Cet homme ne me disait pas un mot tant que nous étions dans Paris; mais, au milieu des arbres, il prenait la parole. Il commence par jeter des parures en diamants, mais de magnifiques diamants, savez-vous: collier, bracelets, boucles d'oreilles, tout cela tenu par de petites chaînes de Venise. Les boucles d'oreilles surtout étaient royales: de grosses pierres suspendues à de gros boutons. C'était éblouissant.

–Ah! monsieur, tout cela est très beau! Après?

–Madame, tout ceci est à vous. On vous prie de les accepter. Voici, en outre, le portrait du prince.

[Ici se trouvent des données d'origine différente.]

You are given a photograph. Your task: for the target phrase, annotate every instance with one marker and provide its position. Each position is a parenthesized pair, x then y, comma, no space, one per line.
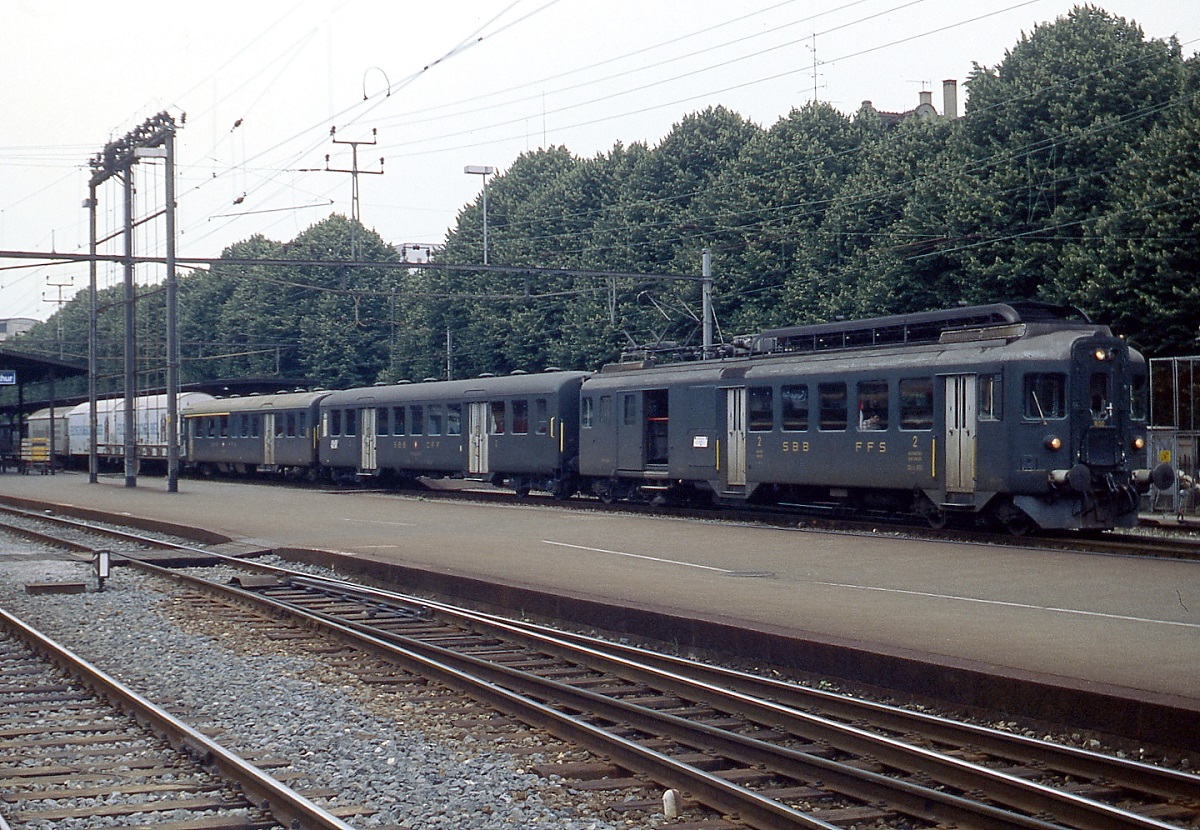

–Ce monsieur est très bien. Les diamants qui entourent son portrait ne sont pas moins beaux. C'est superbe! Mais je n'ai pas l'honneur de connaître ce visage-là. Son nom, je vous prie?

–Madame, c'est le prince de Galles.

–Ah! monsieur, c'est le prince de Galles! C'est très bien! Reprenez tous ces objets. Je vous quitte, monsieur, et je vous salue.

Je remonte dans ma voiture.

–Mais vous refusez donc, madame?

–Je refuse, monsieur, avec joie.

Je devais voir le Consul le soir même, et je me hâtai de lui tout raconter.

–J'étais effrayée, je vous jure, du nom du personnage! Je vous dis tout cela et ne m'accusez pas de pure curiosité. Non, je voyais des choses plus graves.

–Chère Georgina, on voulait peut-être faire revivre une seconde Judith.